A three-day rally faded on Wall Street Friday after a mixed jobs report and credit-rating cuts for Italy and Spain.
Indexes drifted between gains and losses in the morning, then turned lower after the Fitch agency cut Spain and Italy’s credit ratings, saying they are more likely to default because of the spreading debt crisis in Europe.
The Dow Jones industrial average fell 34 points, or 0.3 percent, to 11,089 at 12:45 p.m. Eastern time. Financial stocks led the Dow lower.
Broader indexes fell even more. The Standard & Poor’s 500 index lost 10, or 0.9 percent, to 1,155. The Nasdaq composite index fell 32, or 1.3 percent, to 2,474.
U.S. employers added 103,000 jobs last month, about double what economists had expected, the Labor Department said earlier Friday. The government also said more jobs were added in July and August than previously reported. Economists said the report countered short-term fears that the U.S. might be entering another recession. Yet it offered few signs that strong growth will return soon.
Traders bought companies expected to do well even in a slow economy. Utilities, consumer staples and telecommunications rose the most of the S&P’s 10 industry groups.
The gains in hiring weren’t enough to lower the unemployment rate, which remained steady at 9.1 percent for the third straight month. Traders watch the employment report closely because it provides the first significant snapshot of the previous month’s economic performance and clues to the broader outlook for the U.S. economy.
The report led traders to sell ultra-safe investments that earn small returns such as U.S. Treasurys. Minutes after the report came out, the yield on the 10-year Treasury note rose to 2.11 percent from 1.98 percent. It fell back to 2.06 percent after the rating cuts renewed some fears about Europe.
The monthly jobs report is one of the few pieces of data powerful enough to overshadow traders’ fears about Europe’s festering debt crisis. Markets gyrated this summer as concerns intensified about a default by Greece. Many analysts now believe a default is unavoidable, and question whether Europe can prevent it from causing financial markets to seize up.
Short-term traders have reacted strongly to minor European developments, rumors and speculation. The Dow has closed up or down more than 100 points for nine straight trading days, the longest such streak since November 2008, in the middle of the financial crisis. The Dow soared 468 points, or 4.4 percent, Tuesday through Thursday.
Makers of high-tech lap equipment skidded after Illumina Inc. withdrew its annual earnings forecast, saying demand from government and academic customers had decreased in the slowing economy. Illumina lost one-third of its value. PerkinElmer Inc. plunged 9 percent; Thermo Fisher Inc. and Agilent Technologies Inc. lost 7 percent.

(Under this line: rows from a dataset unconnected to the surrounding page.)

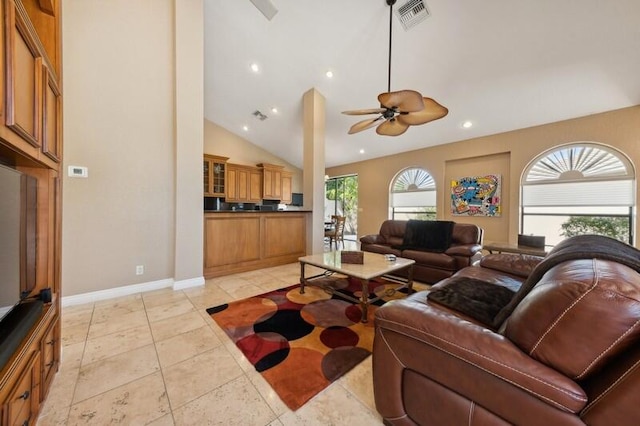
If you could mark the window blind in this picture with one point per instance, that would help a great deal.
(592, 193)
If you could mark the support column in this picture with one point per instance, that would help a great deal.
(189, 122)
(314, 166)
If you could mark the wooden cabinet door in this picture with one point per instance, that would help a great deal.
(267, 180)
(50, 350)
(214, 175)
(286, 188)
(23, 78)
(243, 185)
(23, 401)
(277, 185)
(51, 117)
(231, 185)
(255, 186)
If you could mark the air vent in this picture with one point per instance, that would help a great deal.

Sprint Nextel Inc. plunged 8 percent after the company said it needs to borrow money to build out a new high-speed data network. It had risen sharply earlier in the day after the company said its new deal to sell Apple Inc.’s iPhone will add to its revenue in the coming quarters.
Clearwire Corp. plummeted 26 percent after Sprint said it would stop selling phones that work on the company’s network at the end of next year. Sprint is building its own high-speed wireless network.
Bank of America Corp. plunged 5 percent, the most in the Dow, after weeks of sharp movements caused by concerns about legal costs the bank faces over shoddy mortgages that it sold.
J.P. Morgan Chase & Co. lost 3 percent. Financial stocks have been extremely volatile because of fears that Europe’s problems could spill over in the U.S. banking industry.